I take the report to read it. The woman's age is 30 and the report reads "acute myeloblastic leukaemia - end stage". For a moment I do not know how to react. I look at the woman who is still perplexed and waiting for me to say something.

I pause for a moment and say, "Ennaku therila.Neenga doctor kitta kelunga" (I do not know. You please ask the doctor)

She smiles and leaves and I feel devastated. In a chance encounter I now know something extremely vital about this woman's life that she herself does not know yet.

I wish there was something I could do, to give this woman more years to her life. She is 30 and married and probably has children and a whole life to look forward to. So many things to do, so many places to go, so many things to achieve. I wish I could give her some years from my life. It was so unfair, it was ridiculous. I do not even want to go into theological discourses now because it has been more than three years since I have rejected the concept of God and religion and have turned into an atheist.

Events in my life in the past one year haven't been what I would call perfect. It has been a very trying time for the me and also for the family. My resilience has been tested again and again and again. I have seen absolute highs and devastating lows and have striven hard to maintain my happy cheerful exterior through it all. It has not been easy and physically, mentally and emotionally it has been very draining and continues to be so. Not one to indulge in any kind of self pity I chose to lock everything that happened into the deep recesses of my memory, never to reach into that chamber again.

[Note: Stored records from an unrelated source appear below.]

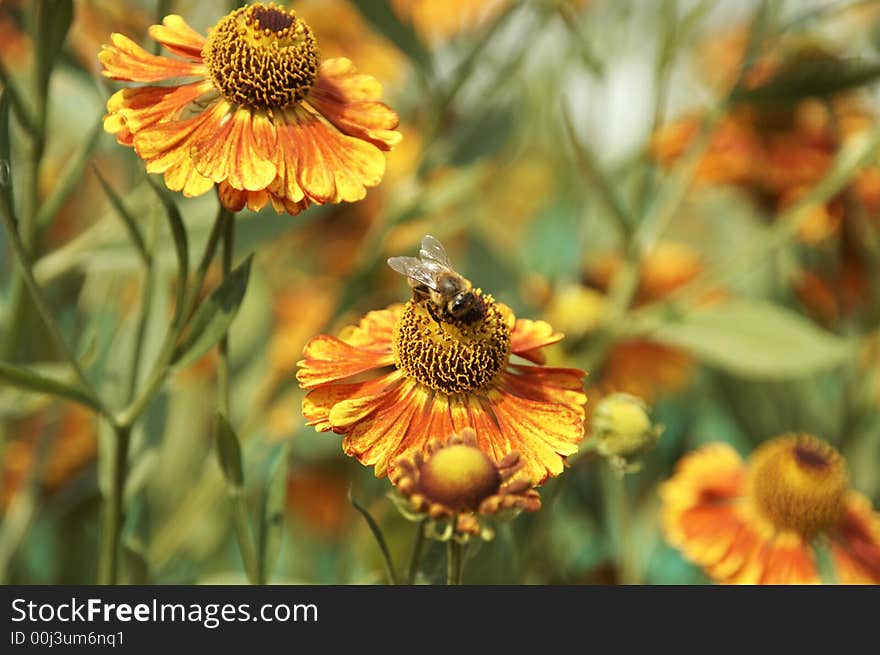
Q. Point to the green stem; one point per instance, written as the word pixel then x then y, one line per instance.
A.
pixel 244 534
pixel 162 364
pixel 380 538
pixel 223 347
pixel 416 557
pixel 243 530
pixel 42 305
pixel 617 511
pixel 108 563
pixel 454 562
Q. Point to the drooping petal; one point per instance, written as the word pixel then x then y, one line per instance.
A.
pixel 239 153
pixel 328 359
pixel 166 147
pixel 529 336
pixel 178 37
pixel 142 107
pixel 375 330
pixel 547 384
pixel 544 433
pixel 698 502
pixel 126 60
pixel 319 402
pixel 378 440
pixel 350 102
pixel 855 544
pixel 331 166
pixel 789 560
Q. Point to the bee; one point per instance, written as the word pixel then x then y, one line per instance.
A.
pixel 448 296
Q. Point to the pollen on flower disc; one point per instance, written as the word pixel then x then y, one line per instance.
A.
pixel 799 482
pixel 262 57
pixel 452 358
pixel 459 476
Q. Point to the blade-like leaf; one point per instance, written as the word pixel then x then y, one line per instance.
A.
pixel 228 451
pixel 755 339
pixel 274 495
pixel 214 316
pixel 54 18
pixel 382 18
pixel 32 381
pixel 819 76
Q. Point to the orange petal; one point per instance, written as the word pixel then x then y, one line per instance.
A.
pixel 333 167
pixel 178 37
pixel 148 105
pixel 700 514
pixel 560 385
pixel 788 560
pixel 349 101
pixel 543 433
pixel 126 60
pixel 165 147
pixel 318 403
pixel 382 437
pixel 234 154
pixel 375 330
pixel 528 336
pixel 856 543
pixel 328 359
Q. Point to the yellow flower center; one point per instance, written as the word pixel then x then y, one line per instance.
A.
pixel 262 56
pixel 798 482
pixel 459 477
pixel 451 357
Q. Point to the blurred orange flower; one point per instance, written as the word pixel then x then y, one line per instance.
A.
pixel 756 522
pixel 457 479
pixel 74 443
pixel 264 119
pixel 400 377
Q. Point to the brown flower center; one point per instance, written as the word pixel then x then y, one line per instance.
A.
pixel 459 476
pixel 798 482
pixel 448 357
pixel 262 56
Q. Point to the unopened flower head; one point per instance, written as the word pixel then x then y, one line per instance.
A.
pixel 456 484
pixel 261 117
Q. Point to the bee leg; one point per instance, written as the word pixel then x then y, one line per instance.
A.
pixel 430 307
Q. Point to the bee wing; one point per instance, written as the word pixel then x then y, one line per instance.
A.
pixel 433 251
pixel 414 270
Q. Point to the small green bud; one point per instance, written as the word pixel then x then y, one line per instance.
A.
pixel 623 431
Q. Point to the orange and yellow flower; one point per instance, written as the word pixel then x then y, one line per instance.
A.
pixel 758 522
pixel 400 377
pixel 457 481
pixel 251 109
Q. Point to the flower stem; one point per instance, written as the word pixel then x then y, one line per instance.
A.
pixel 228 245
pixel 108 562
pixel 161 366
pixel 454 562
pixel 416 557
pixel 243 531
pixel 618 515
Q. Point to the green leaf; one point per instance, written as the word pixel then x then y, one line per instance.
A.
pixel 382 18
pixel 54 18
pixel 32 381
pixel 181 244
pixel 755 339
pixel 214 316
pixel 482 137
pixel 812 75
pixel 272 520
pixel 228 451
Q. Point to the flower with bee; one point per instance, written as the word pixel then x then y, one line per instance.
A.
pixel 450 358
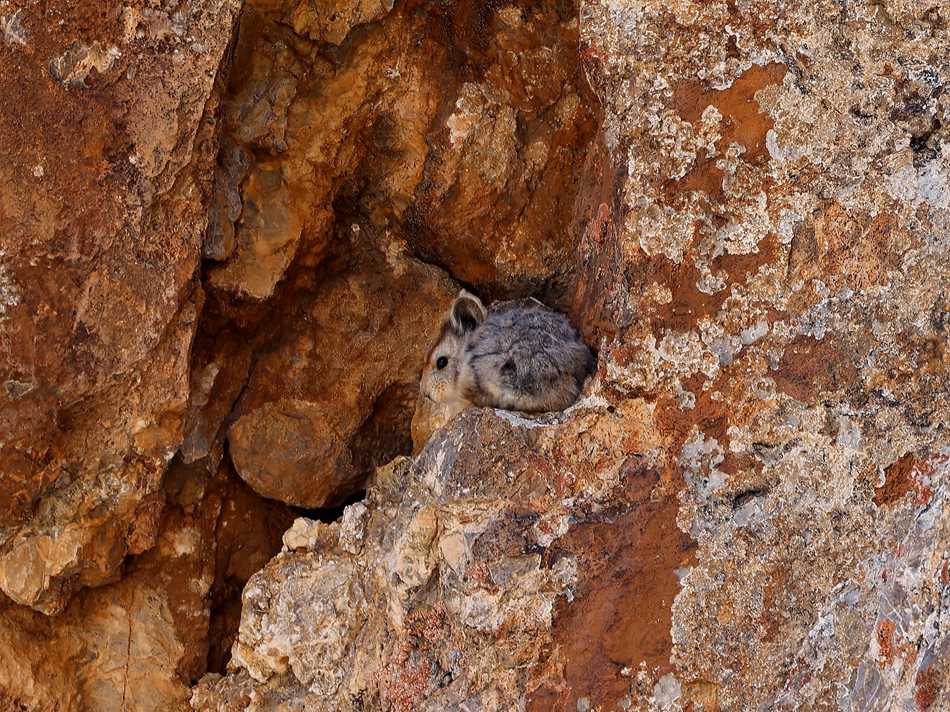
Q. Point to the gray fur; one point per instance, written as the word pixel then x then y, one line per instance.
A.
pixel 518 355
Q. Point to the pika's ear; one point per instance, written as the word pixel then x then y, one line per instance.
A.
pixel 467 312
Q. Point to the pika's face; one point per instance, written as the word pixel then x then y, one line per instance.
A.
pixel 440 373
pixel 441 397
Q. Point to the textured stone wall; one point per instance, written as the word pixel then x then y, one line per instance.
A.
pixel 228 232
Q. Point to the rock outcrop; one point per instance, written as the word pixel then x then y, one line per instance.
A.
pixel 228 233
pixel 749 510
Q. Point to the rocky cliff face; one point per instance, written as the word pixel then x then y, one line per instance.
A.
pixel 228 232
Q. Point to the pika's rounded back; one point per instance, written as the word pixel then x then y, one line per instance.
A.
pixel 517 355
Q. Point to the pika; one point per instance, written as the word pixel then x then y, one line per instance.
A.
pixel 517 355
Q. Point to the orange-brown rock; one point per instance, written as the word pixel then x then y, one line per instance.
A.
pixel 743 205
pixel 108 142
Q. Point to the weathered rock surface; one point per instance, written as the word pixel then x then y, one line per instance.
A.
pixel 211 225
pixel 138 644
pixel 441 587
pixel 751 513
pixel 333 395
pixel 108 140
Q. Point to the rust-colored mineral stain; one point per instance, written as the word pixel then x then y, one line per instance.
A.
pixel 689 305
pixel 898 481
pixel 809 367
pixel 885 641
pixel 928 686
pixel 743 119
pixel 621 615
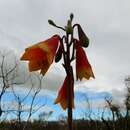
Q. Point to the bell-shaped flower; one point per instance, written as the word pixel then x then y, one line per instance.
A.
pixel 62 94
pixel 83 68
pixel 41 55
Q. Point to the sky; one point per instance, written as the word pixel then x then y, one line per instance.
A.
pixel 106 23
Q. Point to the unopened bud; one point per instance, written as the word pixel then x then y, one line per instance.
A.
pixel 71 16
pixel 51 22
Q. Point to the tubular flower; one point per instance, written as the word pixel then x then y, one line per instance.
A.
pixel 62 94
pixel 83 68
pixel 41 55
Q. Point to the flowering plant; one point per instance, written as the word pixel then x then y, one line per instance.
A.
pixel 41 55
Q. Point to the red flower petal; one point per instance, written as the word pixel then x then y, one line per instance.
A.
pixel 41 55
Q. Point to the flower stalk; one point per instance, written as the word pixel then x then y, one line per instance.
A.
pixel 42 55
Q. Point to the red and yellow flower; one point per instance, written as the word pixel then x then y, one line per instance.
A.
pixel 41 55
pixel 62 94
pixel 83 67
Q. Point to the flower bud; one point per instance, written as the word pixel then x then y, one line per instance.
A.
pixel 51 22
pixel 84 41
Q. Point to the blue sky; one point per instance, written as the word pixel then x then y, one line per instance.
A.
pixel 106 23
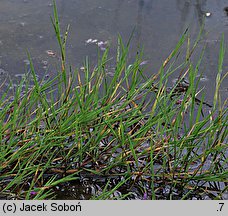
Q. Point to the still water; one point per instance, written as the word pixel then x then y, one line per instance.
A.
pixel 25 25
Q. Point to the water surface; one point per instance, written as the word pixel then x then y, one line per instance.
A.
pixel 25 25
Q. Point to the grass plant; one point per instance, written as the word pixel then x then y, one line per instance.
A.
pixel 130 135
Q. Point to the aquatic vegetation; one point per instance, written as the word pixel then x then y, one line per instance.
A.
pixel 86 135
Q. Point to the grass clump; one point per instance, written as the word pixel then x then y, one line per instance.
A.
pixel 123 137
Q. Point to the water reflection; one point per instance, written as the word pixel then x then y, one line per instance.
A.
pixel 158 26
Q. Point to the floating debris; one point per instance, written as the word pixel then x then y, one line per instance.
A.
pixel 51 53
pixel 26 61
pixel 2 71
pixel 89 40
pixel 22 24
pixel 208 14
pixel 101 44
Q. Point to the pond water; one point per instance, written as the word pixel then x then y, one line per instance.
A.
pixel 25 25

Though I have come out of all that has been happened to me a little stronger, a little wiser, I always thought given half a chance I would exchange my life with absolutely anyone's in this world. Always thought everyone I encountered was much happier and led a more normal life than I did. I craved for normalcy and routine.

For a million dollars and all the happiness in the world I would not want to be that woman.

Right when you think you have reached the lowest ebb in your existence, life comes along and gives you some perspective and makes you stronger again.